In her 60 minute film that is as personal as it is accessible, one encounters not a dreamer, but instead a funny, entertaining man who was notorious for his enigmatic questions and advised his students to read Lewis Carroll’s Alice in Wonderland to learn something about human nature and the fundamental processes of evolution. This was no joke for Bateson, who was convinced that reality does not open itself through the analytical process of dissecting writing, but rather can be deduced through metaphorical and poetic language.
Long before the term “ecology” was fashionable, Bateson was driven by the question: “What are the structural reasons behind the destructive use of natural resources?” With the insight that “we” have lost the ability to recognize broad patterns, he presented his ideas to audiences not as “thesis” but instead circled around around the topic with paradoxical examples.

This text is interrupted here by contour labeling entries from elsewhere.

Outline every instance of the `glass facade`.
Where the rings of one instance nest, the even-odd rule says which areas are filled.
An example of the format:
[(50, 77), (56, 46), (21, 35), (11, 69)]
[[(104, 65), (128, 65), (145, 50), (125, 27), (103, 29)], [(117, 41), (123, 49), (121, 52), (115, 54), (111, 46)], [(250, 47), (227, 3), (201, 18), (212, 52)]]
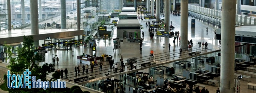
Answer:
[[(11, 26), (12, 29), (30, 29), (30, 0), (11, 0)], [(62, 0), (37, 0), (38, 2), (39, 28), (61, 29), (61, 1)], [(67, 29), (76, 29), (76, 0), (66, 0)], [(94, 31), (100, 25), (100, 14), (110, 15), (120, 10), (121, 0), (79, 0), (80, 29), (87, 33)], [(24, 1), (24, 2), (23, 2)], [(0, 30), (8, 29), (7, 0), (0, 0)], [(62, 18), (63, 19), (63, 18)], [(62, 24), (63, 25), (63, 24)]]

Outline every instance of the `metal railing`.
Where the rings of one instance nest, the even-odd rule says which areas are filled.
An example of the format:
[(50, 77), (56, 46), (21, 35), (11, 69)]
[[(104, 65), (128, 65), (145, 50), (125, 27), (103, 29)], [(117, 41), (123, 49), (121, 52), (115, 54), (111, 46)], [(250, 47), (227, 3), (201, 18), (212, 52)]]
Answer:
[[(185, 49), (186, 49), (186, 48), (183, 49), (182, 49), (182, 50), (185, 50)], [(150, 53), (148, 53), (149, 55), (148, 56), (145, 56), (143, 57), (137, 58), (137, 60), (136, 62), (136, 63), (137, 63), (137, 65), (140, 66), (142, 64), (143, 64), (143, 63), (146, 63), (150, 62), (152, 61), (153, 62), (159, 61), (160, 62), (161, 62), (162, 61), (167, 61), (168, 59), (173, 60), (174, 59), (174, 58), (175, 57), (176, 57), (179, 56), (182, 56), (184, 55), (185, 56), (188, 56), (188, 53), (191, 53), (191, 52), (203, 52), (205, 51), (211, 50), (210, 49), (201, 49), (201, 48), (200, 47), (196, 48), (194, 49), (191, 49), (189, 51), (184, 51), (183, 52), (183, 53), (182, 53), (183, 54), (182, 55), (180, 55), (179, 54), (180, 53), (179, 50), (176, 50), (171, 51), (170, 51), (155, 54), (154, 55), (154, 59), (151, 58), (150, 57), (151, 55), (150, 55), (150, 54), (149, 54)], [(175, 51), (177, 51), (178, 52), (175, 52)], [(126, 63), (125, 62), (127, 62), (127, 61), (124, 61), (124, 63)], [(120, 63), (121, 63), (120, 62), (118, 62), (115, 63), (117, 63), (117, 64), (120, 64)], [(126, 62), (126, 63), (127, 63), (125, 65), (125, 66), (128, 66), (129, 65), (128, 64), (130, 64), (129, 63), (128, 63), (128, 64), (127, 64), (127, 62)], [(105, 65), (103, 66), (107, 66), (108, 65)], [(139, 66), (139, 67), (140, 67), (140, 66)], [(107, 68), (107, 67), (105, 67), (105, 68)], [(103, 70), (105, 70), (106, 69), (104, 69)], [(100, 74), (102, 74), (102, 75), (103, 75), (103, 74), (105, 74), (107, 73), (110, 73), (112, 71), (114, 72), (115, 71), (114, 70), (112, 71), (110, 71), (107, 72), (101, 73), (97, 74), (96, 74), (95, 72), (89, 73), (87, 74), (89, 74), (89, 73), (94, 74), (94, 75), (99, 75)], [(124, 72), (126, 72), (126, 71), (124, 71)], [(73, 72), (73, 73), (75, 73), (75, 72)], [(103, 76), (103, 75), (102, 75), (102, 76)], [(71, 81), (72, 81), (73, 80), (74, 80), (74, 79), (71, 80)]]
[[(236, 47), (240, 47), (243, 46), (245, 46), (245, 45), (246, 45), (246, 44), (243, 44), (243, 45), (238, 45), (234, 47), (235, 47), (236, 48)], [(212, 54), (214, 53), (218, 52), (220, 51), (221, 51), (220, 49), (214, 50), (214, 51), (210, 51), (210, 52), (204, 53), (200, 53), (199, 54), (197, 54), (197, 55), (194, 55), (193, 56), (188, 56), (187, 57), (181, 58), (180, 58), (179, 59), (177, 59), (177, 60), (162, 62), (158, 64), (153, 65), (151, 66), (146, 66), (144, 67), (139, 68), (136, 69), (134, 70), (130, 70), (124, 72), (123, 72), (118, 73), (117, 73), (112, 74), (112, 75), (108, 75), (108, 76), (103, 76), (102, 77), (95, 78), (94, 79), (89, 80), (87, 81), (84, 82), (81, 82), (81, 83), (78, 83), (77, 84), (79, 85), (82, 85), (82, 84), (86, 84), (88, 83), (91, 83), (91, 82), (95, 82), (95, 81), (97, 81), (98, 80), (102, 80), (104, 79), (106, 79), (106, 78), (111, 78), (111, 77), (115, 76), (124, 75), (124, 74), (125, 74), (132, 73), (134, 72), (137, 72), (137, 71), (139, 71), (143, 70), (144, 69), (145, 69), (147, 68), (152, 68), (152, 67), (155, 67), (163, 65), (166, 64), (169, 64), (169, 63), (173, 63), (173, 62), (179, 62), (180, 61), (184, 61), (186, 59), (191, 59), (191, 58), (196, 57), (197, 56), (203, 56), (204, 55), (207, 55), (207, 54)]]

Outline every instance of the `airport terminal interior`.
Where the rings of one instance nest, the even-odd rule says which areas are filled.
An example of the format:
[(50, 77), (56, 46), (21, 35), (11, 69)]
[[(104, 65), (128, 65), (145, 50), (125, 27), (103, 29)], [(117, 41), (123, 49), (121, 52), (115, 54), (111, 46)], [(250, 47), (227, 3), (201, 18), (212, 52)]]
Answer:
[(0, 0), (0, 70), (31, 36), (69, 88), (256, 93), (256, 0), (227, 1)]

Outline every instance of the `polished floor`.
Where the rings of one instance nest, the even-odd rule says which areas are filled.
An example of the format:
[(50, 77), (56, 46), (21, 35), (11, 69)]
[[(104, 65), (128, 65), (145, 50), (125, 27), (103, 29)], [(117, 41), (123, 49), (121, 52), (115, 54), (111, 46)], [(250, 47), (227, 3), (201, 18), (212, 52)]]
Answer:
[[(163, 17), (161, 18), (163, 18)], [(172, 25), (175, 27), (173, 31), (175, 32), (175, 31), (179, 31), (180, 32), (180, 24), (181, 19), (180, 17), (173, 16), (172, 15), (171, 15), (170, 20), (172, 21)], [(112, 20), (115, 20), (115, 18), (112, 19)], [(216, 28), (214, 27), (212, 27), (210, 26), (205, 24), (202, 22), (196, 20), (196, 28), (195, 29), (191, 29), (190, 27), (191, 18), (189, 17), (188, 18), (188, 40), (192, 39), (193, 41), (194, 44), (192, 47), (193, 51), (202, 51), (202, 50), (205, 50), (202, 49), (201, 48), (199, 48), (199, 45), (197, 43), (202, 42), (207, 42), (208, 43), (208, 48), (209, 49), (206, 51), (203, 50), (201, 51), (202, 52), (210, 51), (212, 50), (214, 50), (216, 49), (218, 49), (218, 41), (216, 40), (215, 37), (214, 36), (214, 31), (215, 30)], [(179, 49), (180, 48), (180, 43), (178, 42), (176, 42), (175, 43), (173, 43), (172, 41), (173, 40), (173, 38), (167, 38), (163, 37), (157, 38), (155, 37), (153, 39), (151, 39), (149, 36), (149, 32), (147, 30), (149, 27), (146, 27), (145, 26), (145, 22), (150, 21), (152, 22), (153, 20), (143, 20), (141, 21), (140, 20), (142, 25), (143, 25), (143, 27), (144, 27), (143, 29), (142, 29), (142, 31), (144, 32), (145, 33), (144, 40), (143, 42), (142, 48), (143, 48), (142, 54), (140, 54), (139, 51), (139, 45), (138, 43), (129, 42), (127, 42), (127, 40), (124, 39), (124, 42), (121, 43), (121, 49), (117, 49), (116, 51), (113, 50), (113, 43), (112, 40), (100, 40), (99, 41), (96, 40), (96, 42), (97, 44), (96, 48), (97, 55), (97, 56), (101, 56), (102, 54), (105, 54), (108, 55), (112, 55), (113, 56), (113, 59), (115, 60), (115, 62), (116, 63), (117, 61), (119, 61), (122, 55), (124, 56), (124, 61), (126, 61), (127, 59), (133, 57), (137, 57), (140, 58), (137, 60), (141, 60), (144, 61), (143, 62), (140, 63), (144, 63), (148, 62), (154, 61), (158, 63), (160, 63), (161, 62), (164, 62), (165, 61), (170, 61), (173, 60), (173, 59), (168, 59), (170, 57), (173, 57), (174, 60), (179, 59)], [(155, 20), (154, 20), (155, 21)], [(112, 21), (110, 21), (111, 22)], [(208, 27), (209, 28), (209, 32), (207, 33), (206, 32), (206, 28)], [(115, 38), (116, 37), (116, 28), (114, 27), (114, 30), (112, 35), (112, 38)], [(40, 44), (44, 43), (43, 41), (40, 41)], [(168, 48), (168, 44), (170, 43), (171, 44), (170, 48), (170, 51), (169, 51)], [(163, 45), (165, 44), (165, 48), (163, 47)], [(200, 50), (201, 49), (201, 50)], [(155, 59), (148, 60), (150, 51), (153, 50), (154, 51), (154, 54), (157, 54), (155, 55)], [(44, 62), (39, 63), (40, 65), (42, 65), (45, 63), (52, 63), (52, 60), (53, 57), (55, 55), (57, 55), (60, 59), (60, 61), (59, 63), (59, 65), (56, 65), (56, 63), (55, 63), (55, 68), (56, 69), (61, 69), (63, 68), (65, 69), (67, 68), (68, 70), (69, 73), (68, 76), (69, 78), (67, 78), (70, 80), (73, 80), (75, 78), (84, 76), (85, 75), (96, 75), (96, 78), (102, 77), (105, 76), (105, 74), (107, 73), (109, 73), (110, 74), (114, 74), (113, 71), (114, 69), (109, 69), (109, 66), (108, 62), (103, 62), (103, 65), (105, 65), (103, 67), (103, 70), (101, 71), (99, 71), (98, 66), (95, 67), (95, 72), (94, 73), (89, 73), (85, 75), (82, 74), (82, 71), (80, 71), (80, 74), (82, 75), (78, 75), (77, 76), (75, 76), (75, 73), (74, 72), (74, 67), (75, 66), (79, 65), (82, 68), (83, 65), (78, 62), (78, 60), (76, 58), (76, 56), (78, 55), (81, 55), (83, 53), (85, 54), (90, 54), (91, 50), (88, 47), (84, 48), (83, 46), (80, 46), (79, 47), (74, 48), (73, 47), (72, 50), (69, 50), (68, 51), (65, 49), (59, 49), (57, 50), (53, 51), (49, 50), (49, 51), (47, 53), (45, 54), (45, 61)], [(164, 53), (162, 53), (163, 52), (165, 52)], [(174, 55), (172, 55), (174, 54)], [(170, 55), (171, 54), (172, 55)], [(161, 60), (160, 58), (162, 57), (162, 55), (167, 56), (168, 55), (169, 56), (166, 56), (166, 58), (163, 58), (164, 60)], [(143, 56), (147, 56), (142, 57)], [(184, 56), (183, 56), (184, 57)], [(125, 62), (125, 63), (126, 62)], [(118, 64), (119, 65), (119, 64)], [(137, 68), (139, 68), (139, 64), (137, 64)], [(168, 67), (172, 67), (173, 65), (172, 64), (167, 64), (166, 65)], [(125, 70), (127, 71), (128, 69), (130, 68), (129, 66), (126, 66)], [(128, 68), (127, 68), (128, 67)], [(89, 68), (90, 67), (89, 67)], [(145, 69), (143, 71), (141, 71), (144, 72), (149, 72), (149, 69)], [(109, 72), (108, 72), (109, 71)], [(90, 71), (89, 71), (89, 72)], [(102, 73), (100, 74), (100, 73)], [(49, 75), (51, 75), (51, 73)], [(156, 76), (157, 76), (156, 75)], [(119, 78), (119, 76), (115, 77), (116, 78)], [(256, 80), (255, 78), (251, 78), (251, 81), (253, 83), (255, 83)], [(71, 82), (72, 82), (71, 81)], [(240, 93), (253, 93), (256, 92), (256, 91), (253, 90), (252, 89), (247, 89), (247, 86), (246, 84), (247, 83), (247, 81), (241, 81), (241, 89)], [(215, 91), (217, 88), (213, 86), (208, 86), (206, 84), (205, 84), (205, 89), (209, 90), (210, 93), (215, 93)], [(200, 88), (201, 89), (201, 88)]]

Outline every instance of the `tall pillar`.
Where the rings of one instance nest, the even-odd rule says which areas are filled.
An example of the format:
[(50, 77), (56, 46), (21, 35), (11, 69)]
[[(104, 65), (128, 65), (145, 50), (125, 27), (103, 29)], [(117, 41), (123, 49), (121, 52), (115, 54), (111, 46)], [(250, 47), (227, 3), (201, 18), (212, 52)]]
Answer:
[(38, 31), (38, 7), (37, 0), (30, 0), (31, 34), (37, 34)]
[(80, 30), (80, 0), (76, 0), (76, 16), (77, 17), (77, 22), (76, 26), (77, 30)]
[(61, 0), (60, 1), (60, 20), (61, 24), (60, 27), (61, 27), (61, 29), (67, 28), (66, 14), (66, 0)]
[(165, 31), (170, 31), (170, 0), (165, 0)]
[(188, 0), (181, 0), (181, 45), (185, 50), (187, 49)]
[(124, 0), (124, 7), (126, 7), (126, 0)]
[(155, 4), (154, 2), (154, 0), (151, 0), (151, 16), (154, 16), (154, 7)]
[(160, 21), (160, 7), (161, 7), (160, 0), (156, 0), (156, 21)]
[[(42, 1), (41, 0), (38, 0), (38, 5), (39, 6), (38, 10), (39, 10), (39, 19), (42, 19)], [(66, 0), (63, 0), (65, 1)], [(60, 2), (61, 3), (61, 2)]]
[(176, 0), (172, 0), (172, 7), (173, 7), (172, 10), (176, 10), (176, 8), (175, 8), (176, 7)]
[(246, 5), (246, 4), (246, 4), (246, 0), (244, 0), (244, 5)]
[[(219, 0), (216, 0), (215, 1), (215, 9), (216, 10), (219, 10)], [(240, 3), (241, 4), (241, 3)]]
[(241, 12), (241, 0), (237, 0), (237, 14), (240, 14)]
[(150, 11), (150, 0), (147, 0), (147, 11)]
[[(120, 1), (122, 1), (122, 0), (120, 0)], [(101, 7), (101, 0), (99, 0), (98, 1), (99, 1), (99, 3), (100, 4), (100, 5), (99, 5), (99, 11), (100, 11), (100, 14), (101, 14), (101, 11), (102, 11), (101, 10), (102, 9), (101, 9), (102, 8)], [(120, 2), (120, 4), (121, 4), (121, 3)], [(119, 7), (119, 8), (120, 8), (120, 7)]]
[[(222, 0), (221, 47), (221, 93), (234, 92), (236, 2)], [(228, 36), (228, 37), (225, 37)]]
[(160, 0), (161, 3), (160, 3), (160, 4), (161, 4), (161, 7), (160, 7), (160, 11), (161, 11), (161, 13), (163, 13), (163, 0)]
[(204, 7), (204, 0), (202, 0), (202, 7)]
[(25, 13), (25, 2), (24, 0), (21, 0), (22, 3), (22, 24), (25, 24), (26, 17), (26, 13)]
[(7, 0), (7, 18), (8, 19), (8, 30), (12, 30), (12, 18), (11, 14), (11, 0)]
[(137, 0), (134, 0), (134, 8), (135, 8), (135, 11), (137, 11)]

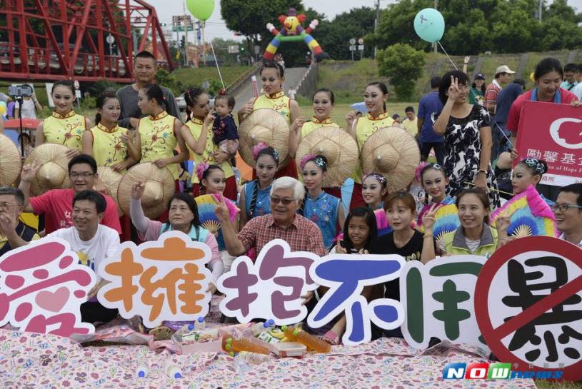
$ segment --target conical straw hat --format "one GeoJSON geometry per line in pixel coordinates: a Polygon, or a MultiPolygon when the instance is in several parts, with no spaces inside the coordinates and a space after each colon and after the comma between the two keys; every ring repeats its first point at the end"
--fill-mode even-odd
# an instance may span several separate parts
{"type": "Polygon", "coordinates": [[[41,166],[31,183],[33,196],[39,196],[51,189],[69,188],[69,159],[65,156],[69,148],[56,143],[44,143],[32,149],[25,163],[38,162],[41,166]]]}
{"type": "Polygon", "coordinates": [[[131,187],[141,182],[146,186],[141,196],[144,213],[151,219],[161,215],[174,196],[176,187],[174,176],[168,168],[159,168],[151,162],[136,165],[127,171],[117,188],[117,199],[121,211],[129,215],[131,187]]]}
{"type": "Polygon", "coordinates": [[[20,175],[20,152],[10,138],[0,133],[0,186],[10,186],[20,175]]]}
{"type": "Polygon", "coordinates": [[[327,177],[323,186],[338,186],[350,176],[358,162],[358,143],[342,128],[324,126],[317,128],[301,139],[296,160],[308,155],[323,156],[327,158],[327,177]]]}
{"type": "Polygon", "coordinates": [[[412,135],[399,127],[386,127],[373,133],[361,151],[362,170],[388,178],[388,193],[406,188],[414,178],[421,161],[418,145],[412,135]]]}
{"type": "Polygon", "coordinates": [[[239,152],[246,164],[254,168],[253,146],[264,142],[279,152],[279,161],[282,163],[289,153],[289,131],[287,121],[276,111],[266,108],[256,109],[239,126],[239,152]]]}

The film follows Bateson’s credo that the spirit that follows logic, causality and the preservation of the power needs to find balance in the realm of art and intuition. Nora Bateson does not present a standard biography but instead draws a quiet and exhilarating pastiche, which uses little animated sequences that show the content of the keywords that the film touches upon… even if it involves difficult epistemological questions. The central mantra of the tireless protagonist, who interpreted the wold as an infinite set of relational events, and focused on the context of things above their singular form, has thus found a congenial cinematic form.